Willem Breukers Label BVHAAST veröffentlichte 1986 eine LP des holländischen Vokalisten Jaap Blonk. Als Beilage diente eine Kopie der Partitur Tschicholds. Auf Veranlassung von Ernst Schwitters wurde fast die gesamte Auflage dieser Produktion aus urheberrechtlichen Gründen vernichtet. Unter dem Pseudonym Reverof Zrem (bitte rückwärts lesen!) brachte Blonk 1993 eine weitere Version der Ursonate auf Cassette heraus. Das Jahr der Veröffentlichung wurde aus unbekannten Gründen auf 1998 vordatiert. Nach dem Tod von Ernst Schwitters im Jahr 1996 wurde Blonks Version von 1986 zusammen mit einer weiteren Version von 2003 auf einer Doppel-CD wiederveröffentlicht.

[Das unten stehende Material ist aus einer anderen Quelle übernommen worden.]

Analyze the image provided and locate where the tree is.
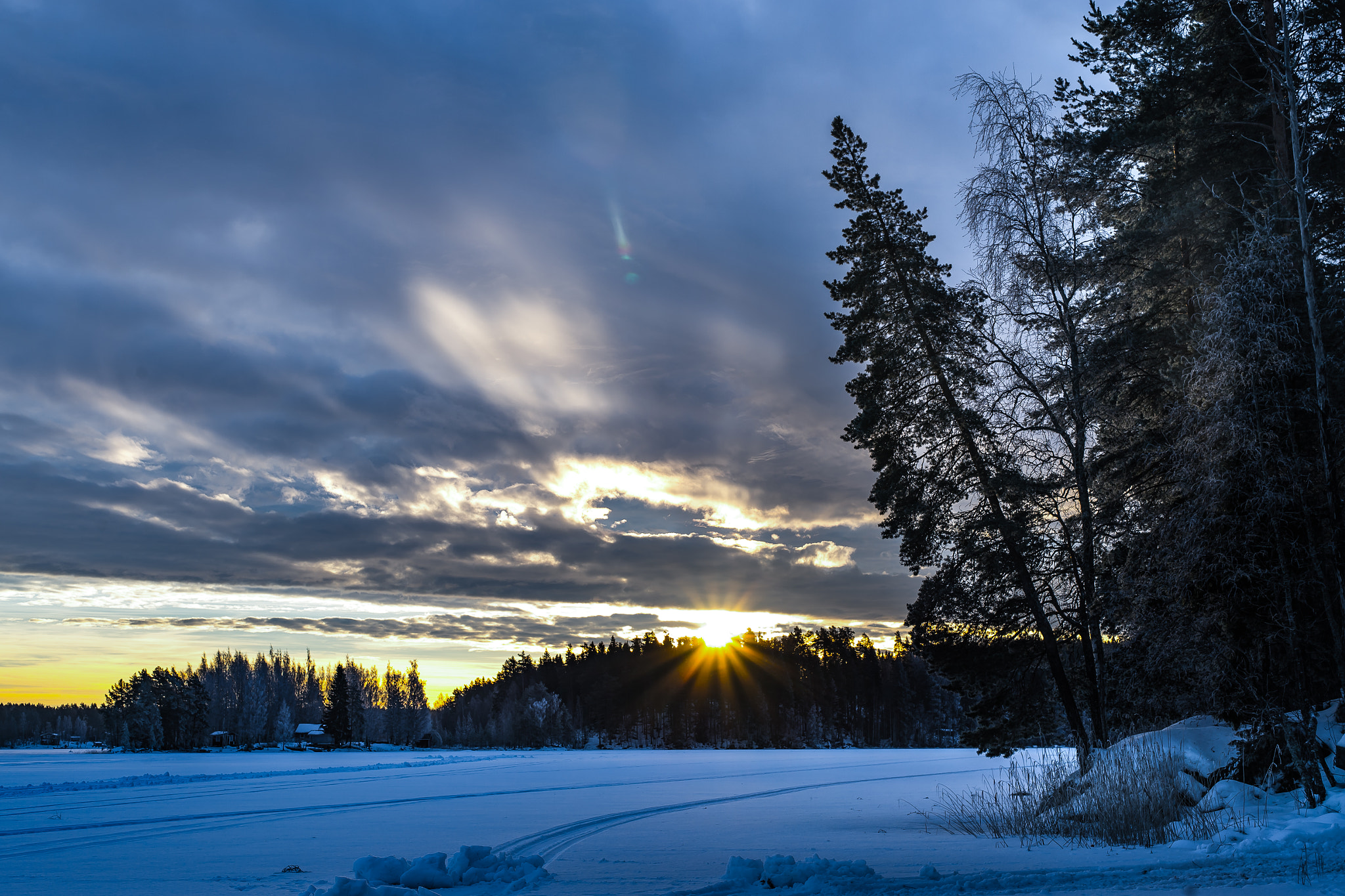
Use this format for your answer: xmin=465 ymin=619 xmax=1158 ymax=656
xmin=406 ymin=660 xmax=430 ymax=744
xmin=272 ymin=702 xmax=295 ymax=744
xmin=958 ymin=73 xmax=1107 ymax=746
xmin=323 ymin=664 xmax=349 ymax=746
xmin=823 ymin=116 xmax=1091 ymax=769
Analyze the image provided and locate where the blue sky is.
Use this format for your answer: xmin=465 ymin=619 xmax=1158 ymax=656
xmin=0 ymin=0 xmax=1086 ymax=697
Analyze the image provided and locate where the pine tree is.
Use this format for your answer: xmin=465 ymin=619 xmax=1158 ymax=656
xmin=323 ymin=664 xmax=349 ymax=746
xmin=824 ymin=117 xmax=1091 ymax=769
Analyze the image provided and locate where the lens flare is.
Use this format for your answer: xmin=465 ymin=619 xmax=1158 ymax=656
xmin=607 ymin=200 xmax=631 ymax=262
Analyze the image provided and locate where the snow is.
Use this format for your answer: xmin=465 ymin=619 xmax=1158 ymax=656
xmin=1111 ymin=716 xmax=1237 ymax=775
xmin=0 ymin=741 xmax=1345 ymax=896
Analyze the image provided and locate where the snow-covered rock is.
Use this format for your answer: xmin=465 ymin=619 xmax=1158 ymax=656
xmin=355 ymin=856 xmax=412 ymax=885
xmin=1110 ymin=716 xmax=1237 ymax=778
xmin=312 ymin=846 xmax=552 ymax=896
xmin=1196 ymin=778 xmax=1267 ymax=815
xmin=720 ymin=855 xmax=877 ymax=893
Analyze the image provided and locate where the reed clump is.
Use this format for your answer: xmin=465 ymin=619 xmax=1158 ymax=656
xmin=936 ymin=740 xmax=1217 ymax=846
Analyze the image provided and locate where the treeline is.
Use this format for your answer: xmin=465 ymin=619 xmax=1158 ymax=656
xmin=826 ymin=0 xmax=1345 ymax=802
xmin=92 ymin=650 xmax=430 ymax=750
xmin=435 ymin=628 xmax=959 ymax=748
xmin=0 ymin=702 xmax=104 ymax=747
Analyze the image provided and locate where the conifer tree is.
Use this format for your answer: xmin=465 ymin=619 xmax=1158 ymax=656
xmin=323 ymin=664 xmax=349 ymax=747
xmin=823 ymin=116 xmax=1091 ymax=769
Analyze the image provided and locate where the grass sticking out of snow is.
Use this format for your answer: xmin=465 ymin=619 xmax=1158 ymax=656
xmin=933 ymin=742 xmax=1217 ymax=846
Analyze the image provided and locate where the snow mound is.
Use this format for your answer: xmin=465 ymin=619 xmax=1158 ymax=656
xmin=707 ymin=855 xmax=884 ymax=893
xmin=1196 ymin=778 xmax=1268 ymax=815
xmin=305 ymin=846 xmax=546 ymax=896
xmin=0 ymin=754 xmax=518 ymax=798
xmin=1099 ymin=716 xmax=1237 ymax=778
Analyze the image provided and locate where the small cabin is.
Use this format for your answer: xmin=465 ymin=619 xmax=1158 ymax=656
xmin=295 ymin=723 xmax=336 ymax=747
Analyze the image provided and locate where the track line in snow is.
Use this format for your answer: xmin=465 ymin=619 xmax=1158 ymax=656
xmin=494 ymin=769 xmax=1000 ymax=863
xmin=0 ymin=765 xmax=1000 ymax=860
xmin=0 ymin=757 xmax=990 ymax=822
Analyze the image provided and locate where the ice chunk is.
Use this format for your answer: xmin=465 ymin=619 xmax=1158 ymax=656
xmin=720 ymin=856 xmax=764 ymax=884
xmin=1197 ymin=778 xmax=1266 ymax=813
xmin=323 ymin=877 xmax=376 ymax=896
xmin=355 ymin=856 xmax=412 ymax=884
xmin=401 ymin=853 xmax=458 ymax=889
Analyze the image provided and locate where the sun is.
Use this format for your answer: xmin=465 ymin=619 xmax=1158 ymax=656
xmin=694 ymin=610 xmax=747 ymax=647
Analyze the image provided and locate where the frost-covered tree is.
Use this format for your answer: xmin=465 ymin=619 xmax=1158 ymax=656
xmin=824 ymin=117 xmax=1092 ymax=767
xmin=272 ymin=702 xmax=295 ymax=744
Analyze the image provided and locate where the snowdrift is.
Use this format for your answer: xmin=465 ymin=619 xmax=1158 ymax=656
xmin=305 ymin=846 xmax=550 ymax=896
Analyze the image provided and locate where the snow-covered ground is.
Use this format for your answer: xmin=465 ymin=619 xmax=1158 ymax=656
xmin=0 ymin=750 xmax=1345 ymax=896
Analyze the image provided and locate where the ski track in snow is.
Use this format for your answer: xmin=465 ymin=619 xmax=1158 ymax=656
xmin=495 ymin=765 xmax=984 ymax=863
xmin=0 ymin=763 xmax=986 ymax=861
xmin=0 ymin=750 xmax=1345 ymax=896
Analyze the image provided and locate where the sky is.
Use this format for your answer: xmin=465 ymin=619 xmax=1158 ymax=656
xmin=0 ymin=0 xmax=1103 ymax=701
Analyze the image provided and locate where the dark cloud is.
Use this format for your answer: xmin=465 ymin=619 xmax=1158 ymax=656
xmin=0 ymin=0 xmax=1080 ymax=631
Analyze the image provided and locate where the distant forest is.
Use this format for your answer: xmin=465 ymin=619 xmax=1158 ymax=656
xmin=0 ymin=628 xmax=968 ymax=750
xmin=435 ymin=628 xmax=960 ymax=748
xmin=0 ymin=650 xmax=430 ymax=750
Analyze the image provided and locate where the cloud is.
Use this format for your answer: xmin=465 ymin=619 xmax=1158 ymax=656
xmin=410 ymin=282 xmax=607 ymax=422
xmin=0 ymin=0 xmax=1077 ymax=655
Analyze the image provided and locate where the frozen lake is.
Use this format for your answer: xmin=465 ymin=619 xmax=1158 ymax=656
xmin=0 ymin=750 xmax=1336 ymax=896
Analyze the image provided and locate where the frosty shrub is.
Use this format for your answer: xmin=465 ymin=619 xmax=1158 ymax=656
xmin=936 ymin=742 xmax=1216 ymax=846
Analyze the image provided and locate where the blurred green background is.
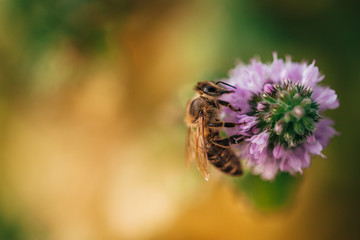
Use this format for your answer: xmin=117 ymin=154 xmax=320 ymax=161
xmin=0 ymin=0 xmax=360 ymax=240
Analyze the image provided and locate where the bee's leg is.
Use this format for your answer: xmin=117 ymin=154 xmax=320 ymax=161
xmin=217 ymin=100 xmax=241 ymax=112
xmin=210 ymin=135 xmax=245 ymax=147
xmin=208 ymin=121 xmax=244 ymax=128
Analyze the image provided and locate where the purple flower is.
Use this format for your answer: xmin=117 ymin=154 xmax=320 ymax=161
xmin=224 ymin=53 xmax=339 ymax=180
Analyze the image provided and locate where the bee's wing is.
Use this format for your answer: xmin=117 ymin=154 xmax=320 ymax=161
xmin=195 ymin=117 xmax=210 ymax=181
xmin=185 ymin=126 xmax=196 ymax=168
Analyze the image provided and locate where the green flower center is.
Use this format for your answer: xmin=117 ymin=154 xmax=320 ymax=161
xmin=250 ymin=80 xmax=320 ymax=148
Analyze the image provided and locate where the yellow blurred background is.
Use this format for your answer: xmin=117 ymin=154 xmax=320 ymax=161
xmin=0 ymin=0 xmax=360 ymax=240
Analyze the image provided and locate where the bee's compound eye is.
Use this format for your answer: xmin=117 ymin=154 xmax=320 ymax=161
xmin=204 ymin=86 xmax=216 ymax=93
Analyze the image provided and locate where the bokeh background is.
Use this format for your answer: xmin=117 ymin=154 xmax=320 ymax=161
xmin=0 ymin=0 xmax=360 ymax=240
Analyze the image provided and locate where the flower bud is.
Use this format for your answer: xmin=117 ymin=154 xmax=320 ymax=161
xmin=273 ymin=144 xmax=284 ymax=158
xmin=256 ymin=103 xmax=266 ymax=111
xmin=274 ymin=121 xmax=284 ymax=135
xmin=306 ymin=135 xmax=315 ymax=143
xmin=293 ymin=106 xmax=304 ymax=119
xmin=264 ymin=83 xmax=274 ymax=94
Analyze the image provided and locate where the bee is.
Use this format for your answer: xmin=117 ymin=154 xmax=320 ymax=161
xmin=185 ymin=81 xmax=245 ymax=181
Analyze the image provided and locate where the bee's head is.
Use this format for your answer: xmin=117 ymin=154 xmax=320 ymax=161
xmin=195 ymin=81 xmax=236 ymax=97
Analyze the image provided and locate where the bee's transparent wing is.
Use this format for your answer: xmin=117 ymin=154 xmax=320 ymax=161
xmin=185 ymin=126 xmax=196 ymax=168
xmin=195 ymin=117 xmax=210 ymax=181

Ein urheberrechtliches Kuriosum resultierte aus Aktivitäten des Berliner Konzeptkünstlers Wolfgang Müller. Müller reiste im Frühjahr 1997 auf die einsame norwegische Insel Hjertøya in der Nähe von Molde, um nach Spuren von Kurt Schwitters zu suchen, der dort ab 1932 im norwegischen Exil zusammen mit seiner Frau Helma und Sohn Ernst die Sommermonate verbrachte. Er fand eine winzige Hütte, voll mit von Kurt Schwitters stammenden, im Lauf der Zeit aber beschädigten Collagen, Beschriftungen und bemalten Gipssäulen, und dokumentierte fotografisch diese Reste von Schwitters Aktivität. Als Kenner der Ursonate fiel ihm auf, dass die Stare als imitationsbegabte Vögel in der Umgebung der Hütte Passagen der Ursonate „rezitierten“. Er nahm die Vogelgesänge auf und dokumentierte sie auf einer CD, die er während einer Ausstellung seiner Fotos in einer Berliner Galerie zusammen mit dem Katalog veröffentlichte. Daraufhin bat ihn die Kiepenheuer Bühnenvertriebs GmbH als Verwalterin der Aufführungsrechte mitzuteilen, von wem er „die Genehmigung hierzu erhalten habe, damit wir der Sache nachgehen können“. Man ließ die Angelegenheit jedoch auf sich beruhen, nachdem Müller mitgeteilt hatte, dass auf der CD die Ursonate nicht mit dem „Geschrei von Vögeln“ intoniert worden sei und er von der GEMA eine Sondergenehmigung erhalten habe, die CD-Produktion als Vogelstimmenaufnahmen unter der Rubrik „Naturgeräusche“ anzumelden, da es sich nicht um eine Komposition von ihm handele.[6]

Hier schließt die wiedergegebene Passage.